Experts also planned to examine the dolphins' heads to assess whether they had been affected by military sonar.
In the United States, experts were investigating the possibility that sonar from U.S. submarines could have been responsible for a similar incident in Marathon, Florida, where 68 deep-water dolphins stranded themselves in March 2005.
A U.S. Navy task force patrols the coast of East Africa as part of counterterrorism operations. A Navy official was not immediately available for comment, but the service rarely comments on the location of submarines at sea.
Zazinbar's resorts attract many visitors who come to watch and swim with wild dolphins.
The Indo-Pacific bottlenose, humpback and spinner porpoises, commonly known as dolphins, are the most common species in Zanzibar's coastal waters, with bottlenose and humpback dolphins often found in mixed-species groups.
The most conclusive link between the use of military sonar and injury to marine mammals was observed from the stranding of beached whales in 2000 in the Bahamas.

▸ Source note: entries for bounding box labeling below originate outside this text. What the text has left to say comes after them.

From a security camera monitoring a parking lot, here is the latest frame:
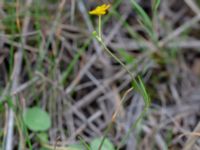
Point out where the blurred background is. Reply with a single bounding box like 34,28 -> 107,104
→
0,0 -> 200,150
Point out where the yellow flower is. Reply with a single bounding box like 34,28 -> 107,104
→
89,4 -> 110,16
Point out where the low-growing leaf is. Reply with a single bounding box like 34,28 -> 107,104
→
23,107 -> 51,131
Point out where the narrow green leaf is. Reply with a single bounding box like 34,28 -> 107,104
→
131,0 -> 152,31
90,138 -> 114,150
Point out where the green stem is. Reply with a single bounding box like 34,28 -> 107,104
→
98,15 -> 102,40
100,40 -> 135,81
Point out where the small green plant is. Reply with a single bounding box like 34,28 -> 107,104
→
23,107 -> 51,131
89,1 -> 150,150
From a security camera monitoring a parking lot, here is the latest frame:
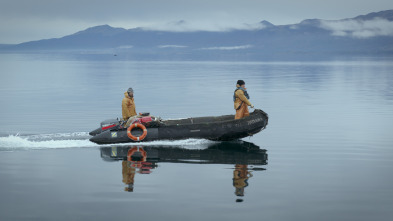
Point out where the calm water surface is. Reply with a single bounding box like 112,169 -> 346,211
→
0,54 -> 393,221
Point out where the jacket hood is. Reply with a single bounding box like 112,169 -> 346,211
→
124,91 -> 131,99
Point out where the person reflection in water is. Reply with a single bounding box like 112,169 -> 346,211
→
122,147 -> 152,192
121,160 -> 136,192
233,164 -> 252,202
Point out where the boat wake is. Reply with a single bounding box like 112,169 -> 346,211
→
0,132 -> 217,151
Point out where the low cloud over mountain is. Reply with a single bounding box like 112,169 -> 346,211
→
1,10 -> 393,59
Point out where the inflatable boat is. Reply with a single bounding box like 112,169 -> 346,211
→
90,109 -> 269,144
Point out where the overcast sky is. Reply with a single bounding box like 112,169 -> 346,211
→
0,0 -> 393,44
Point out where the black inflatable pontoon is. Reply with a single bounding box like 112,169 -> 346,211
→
90,109 -> 268,144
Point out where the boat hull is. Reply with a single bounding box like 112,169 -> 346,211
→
90,109 -> 268,144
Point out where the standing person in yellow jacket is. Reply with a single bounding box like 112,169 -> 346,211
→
121,88 -> 136,126
233,80 -> 254,119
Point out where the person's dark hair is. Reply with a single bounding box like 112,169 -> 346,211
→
236,80 -> 246,86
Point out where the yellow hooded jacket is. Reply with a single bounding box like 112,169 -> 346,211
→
121,92 -> 136,120
234,85 -> 251,110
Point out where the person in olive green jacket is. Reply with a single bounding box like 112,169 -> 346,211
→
121,88 -> 136,121
233,80 -> 254,119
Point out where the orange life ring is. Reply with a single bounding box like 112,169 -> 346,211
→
127,147 -> 147,163
127,123 -> 147,141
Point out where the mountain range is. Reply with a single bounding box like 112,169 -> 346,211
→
0,10 -> 393,59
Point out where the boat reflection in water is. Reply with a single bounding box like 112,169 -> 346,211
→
101,141 -> 267,202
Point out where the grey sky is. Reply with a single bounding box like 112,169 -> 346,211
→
0,0 -> 393,43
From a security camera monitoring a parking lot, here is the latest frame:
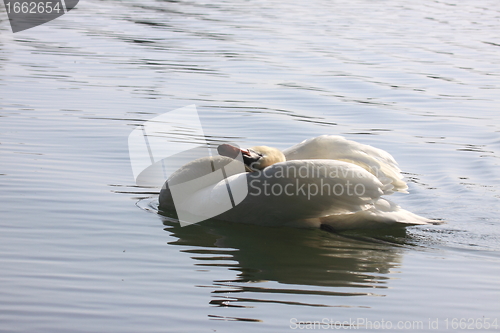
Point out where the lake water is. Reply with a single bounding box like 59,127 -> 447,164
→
0,0 -> 500,333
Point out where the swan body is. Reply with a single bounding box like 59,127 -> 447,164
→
159,135 -> 439,231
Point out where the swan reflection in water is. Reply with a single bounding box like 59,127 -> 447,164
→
162,213 -> 406,320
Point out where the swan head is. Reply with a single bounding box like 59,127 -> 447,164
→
217,143 -> 286,172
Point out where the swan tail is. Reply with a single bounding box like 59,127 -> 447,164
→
283,135 -> 408,194
319,198 -> 444,231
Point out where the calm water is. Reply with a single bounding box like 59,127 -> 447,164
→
0,0 -> 500,332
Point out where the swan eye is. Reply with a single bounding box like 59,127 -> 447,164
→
247,148 -> 264,157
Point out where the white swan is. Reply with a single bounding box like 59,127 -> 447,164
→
159,135 -> 441,231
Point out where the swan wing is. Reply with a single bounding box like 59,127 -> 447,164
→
213,159 -> 387,225
283,135 -> 408,194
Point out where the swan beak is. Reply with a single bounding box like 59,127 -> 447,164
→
217,143 -> 250,158
217,143 -> 262,171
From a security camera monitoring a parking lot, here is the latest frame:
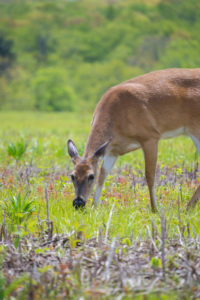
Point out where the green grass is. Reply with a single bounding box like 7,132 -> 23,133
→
0,112 -> 200,238
0,112 -> 200,299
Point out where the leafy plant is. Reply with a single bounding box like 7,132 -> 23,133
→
7,141 -> 28,161
6,192 -> 35,225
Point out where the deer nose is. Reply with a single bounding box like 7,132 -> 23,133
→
73,197 -> 85,209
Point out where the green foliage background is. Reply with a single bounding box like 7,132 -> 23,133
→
0,0 -> 200,112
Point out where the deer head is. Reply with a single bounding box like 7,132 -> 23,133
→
67,140 -> 109,208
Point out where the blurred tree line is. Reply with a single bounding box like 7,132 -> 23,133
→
0,0 -> 200,111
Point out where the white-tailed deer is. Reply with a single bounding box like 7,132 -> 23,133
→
68,69 -> 200,211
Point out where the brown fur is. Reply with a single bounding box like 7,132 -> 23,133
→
69,69 -> 200,210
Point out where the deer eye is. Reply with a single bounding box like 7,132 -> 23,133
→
70,174 -> 75,181
88,174 -> 94,181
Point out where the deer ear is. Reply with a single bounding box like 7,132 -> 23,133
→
93,141 -> 110,157
67,140 -> 79,163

The U.S. Navy later acknowledged that sonar likely contributed to the stranding of the extremely shy species.
"These animals must have been disoriented and ended up in shallow waters, where they died," fisherman Abdallah Haji, 43, said as he helped bury the dolphins near the bloodied beach.
Residents had cut open their bellies to take the animals' livers, which they use to make waterproofing material for boats.
"We have never seen this type of dolphins in our area," said the man, who has fished in Zanzibar waters for more than two decades.